Version-Release number of selected component (if applicable):
3.0.0 (JON 2.4.0 GA)
Steps to Reproduce:
1. Navigate to RHQ Server's RHQDS resource
2. Set "Active Connections" (Monitor -> Schedules) to 1 minute interval
3. Create new Alert Definition (Alert -> Definition) "New Definition"
* Name: High connection percentage
* Description: Current active database connections exceeds the specified threshold percentage.
* Expression: All
* If Condition: Active Connections
* is Greater than 0 % of Max Value
No alert is fired even though Active Connections is 1 and max connections is 1 (100%) (Alert -> History)
Alert should be fired every minute and be seen on Alert -> History page as "High connection percentage"
In the test case, the baseline for RHQDS shows 1 active connection with a max active connections of 1 (min and avg active connections are also 1). In this case, the alert criteria of <Current Active Connections> is > 0% of Max Active Connections (i.e. 1/1 = 1 * 100 = 100% > 0% = true) but this condition doesn't ever seem to be evaluated as I do not see any indication in the debug log output as I do with absolute criteria.
I retested using 10% instead of 0% (to ensure that it was not the 0% causing the issue) and the problem still exists.
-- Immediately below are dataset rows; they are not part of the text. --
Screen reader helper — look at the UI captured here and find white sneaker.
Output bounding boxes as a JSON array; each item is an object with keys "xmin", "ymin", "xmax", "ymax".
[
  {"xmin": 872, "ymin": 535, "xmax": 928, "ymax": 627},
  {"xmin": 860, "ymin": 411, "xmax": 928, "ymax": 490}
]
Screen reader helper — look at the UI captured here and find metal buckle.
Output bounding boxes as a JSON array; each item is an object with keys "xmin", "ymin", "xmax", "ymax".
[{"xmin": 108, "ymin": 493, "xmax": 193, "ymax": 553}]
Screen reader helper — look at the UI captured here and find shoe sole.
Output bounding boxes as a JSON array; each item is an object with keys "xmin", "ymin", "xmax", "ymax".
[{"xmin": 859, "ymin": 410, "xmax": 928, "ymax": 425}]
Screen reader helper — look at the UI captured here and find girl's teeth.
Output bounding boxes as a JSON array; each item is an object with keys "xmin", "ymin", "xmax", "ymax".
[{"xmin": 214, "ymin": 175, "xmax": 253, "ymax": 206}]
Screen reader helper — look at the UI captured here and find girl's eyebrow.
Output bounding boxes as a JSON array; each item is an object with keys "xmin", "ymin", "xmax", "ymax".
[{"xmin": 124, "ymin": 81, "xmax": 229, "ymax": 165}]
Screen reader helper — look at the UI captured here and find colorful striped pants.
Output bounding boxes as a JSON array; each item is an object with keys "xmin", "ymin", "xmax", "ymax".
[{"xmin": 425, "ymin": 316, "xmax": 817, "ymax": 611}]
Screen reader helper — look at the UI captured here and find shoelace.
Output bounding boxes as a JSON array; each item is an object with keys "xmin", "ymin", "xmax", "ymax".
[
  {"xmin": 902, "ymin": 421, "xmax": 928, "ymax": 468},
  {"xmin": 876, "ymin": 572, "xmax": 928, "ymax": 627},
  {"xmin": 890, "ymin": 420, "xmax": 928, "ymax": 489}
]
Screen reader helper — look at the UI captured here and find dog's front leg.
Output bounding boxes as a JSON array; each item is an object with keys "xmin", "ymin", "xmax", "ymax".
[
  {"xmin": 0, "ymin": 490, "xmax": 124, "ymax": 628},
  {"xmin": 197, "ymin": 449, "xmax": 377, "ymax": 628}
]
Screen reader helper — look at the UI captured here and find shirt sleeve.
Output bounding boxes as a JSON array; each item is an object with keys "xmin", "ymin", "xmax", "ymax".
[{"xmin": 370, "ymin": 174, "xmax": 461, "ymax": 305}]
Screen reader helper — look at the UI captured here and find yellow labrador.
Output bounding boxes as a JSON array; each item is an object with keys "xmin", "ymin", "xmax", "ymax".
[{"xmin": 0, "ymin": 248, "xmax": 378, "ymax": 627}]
This does not appear to be an issue with the actual value of the percentage.
This has to do with the UI being confusing. I was experiencing the same behavior and did some investigation. It turns out that this is the normal behavior if you don't have a baseline set for the metric in question. In that case the alert condition is not even evaluated, it's basically invalid until a baseline exists.
There are a couple of things that make this confusing:
1) We allow a user to specify the condition to begin with. It's fair that we do
because it could be a template, or just intentional. But perhaps we could do
something more here.
2) It's easy to miss that this condition relates to baseline values.
Min/Average/Max really means BaselineMin/BaselineAverage/BaselineMax. It's
confusing because the Tables subtab shows Min/Average/Max and a user may
think those are the values being tested against. They aren't, those are just
calculated values for the Date Range being applied to the table.
3) It's not very easy to actually see if a Baseline is set (or when it may get
set if it isn't already). And as a doc-note, baseline generation is currently
only covered in the FAQ.
One more technical note, it's not clear to me that if this type of condition exists, and the baseline is generated, that the agent condition cache gets refreshed in any timely manner to ensure that the new baseline value is picked up. We need to understand what happens in this scenario.
I'm changing the title of this to be an RFE for RHQ4's GUI.